The musical comedy tells the story of six kids on the verge of adolescence competing in a spelling bee. Each one of them tackles some of the different challenges of growing up, including disappointing parents, loneliness and learning difficulties. 

Unlikely friendships grow as each character tries to avoid the ringing of a bell that signals a misspelled word and the “thank-you for participating” juice box of shame that follows.

A colourful set with room for choreography — ranging from spirited individual performances to full-stage group dancing — contributes to the eccentric atmosphere of the play. Audience members have a relaxed, intimate experience with the small cast of big personalities, including on-stage participation and improvised interaction from the actors. 

A lot of this convivial humour works because of the strong ensemble cast. These unique characters include a convict with a heart of gold, a couple of gay dads out to win, a boy who spells with his feet and the sardonic Vice Principal Douglas Panch who’s there to remind everyone life only gets worse as you get older. 

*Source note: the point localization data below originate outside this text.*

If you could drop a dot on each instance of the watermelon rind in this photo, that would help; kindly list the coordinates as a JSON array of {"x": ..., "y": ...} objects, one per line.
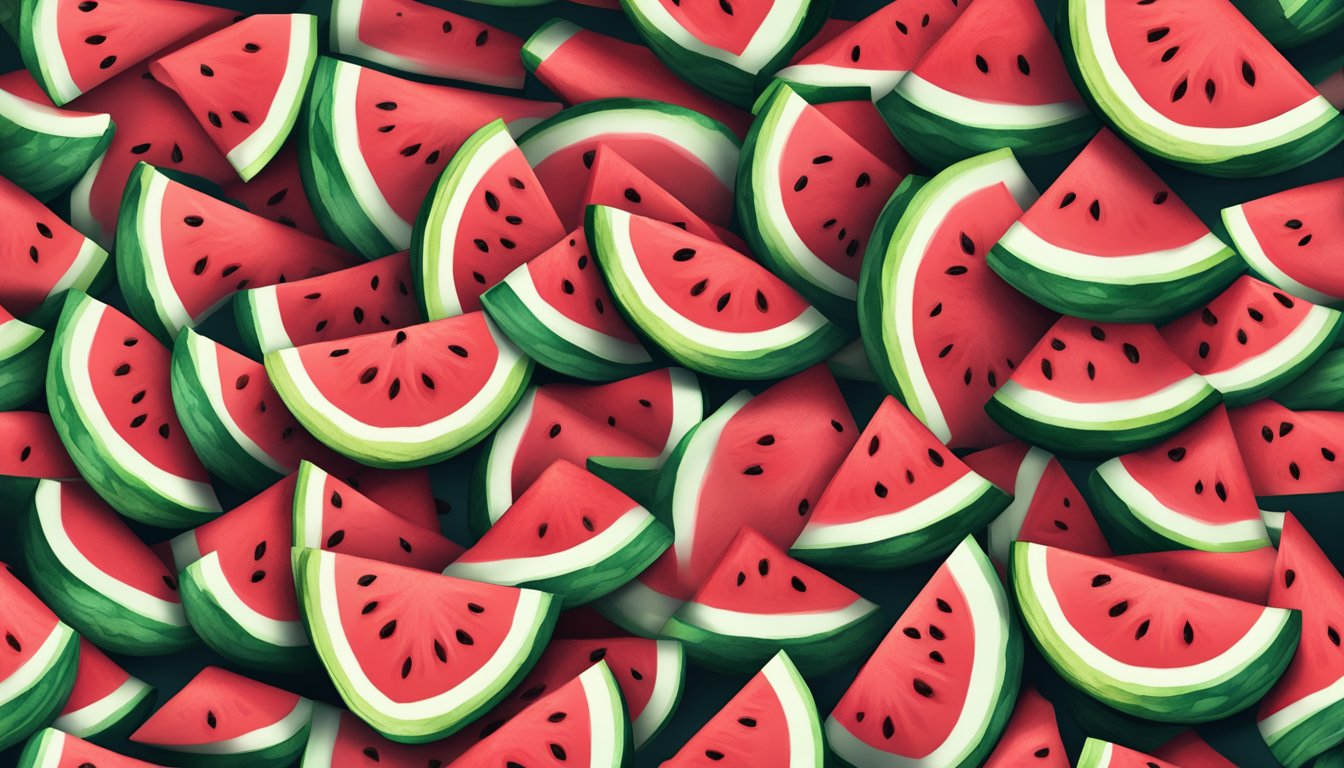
[
  {"x": 113, "y": 615},
  {"x": 140, "y": 490},
  {"x": 1200, "y": 693},
  {"x": 1289, "y": 140}
]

Along with the unique and lovable characters, the energetic voices of the cast members make the musical performances all the more engaging and memorable. From the lament of an untimely erection to an appearance by Jesus himself, the music takes the audience through a rollercoaster of emotions. 

Musical numbers such as “Magic Foot,” performed by Jake Tallon, and “Prayer of the Comfort Counselor,” performed by Lily Casey, contrast the moving performances of “The I Love You Song,” sung by Cameron 

Durst-Jerkins, and “I’m Not That Smart,” sung by Oliver Parkins. 

(Leaf played by Oliver Parkins.)

The comedy performance, which includes running jokes and risky humour gives the play an enjoyable edge and keeps a steady, amusing pace. Comic effect is intricately woven into the characters’ dialogue, mannerisms and dress, from Logainne “Schwarzy”SchwartzandGrubenierre’s tendency to fidget and talk with a lisp to William Morris Barfee’s dishevelled costume and awkward gait. 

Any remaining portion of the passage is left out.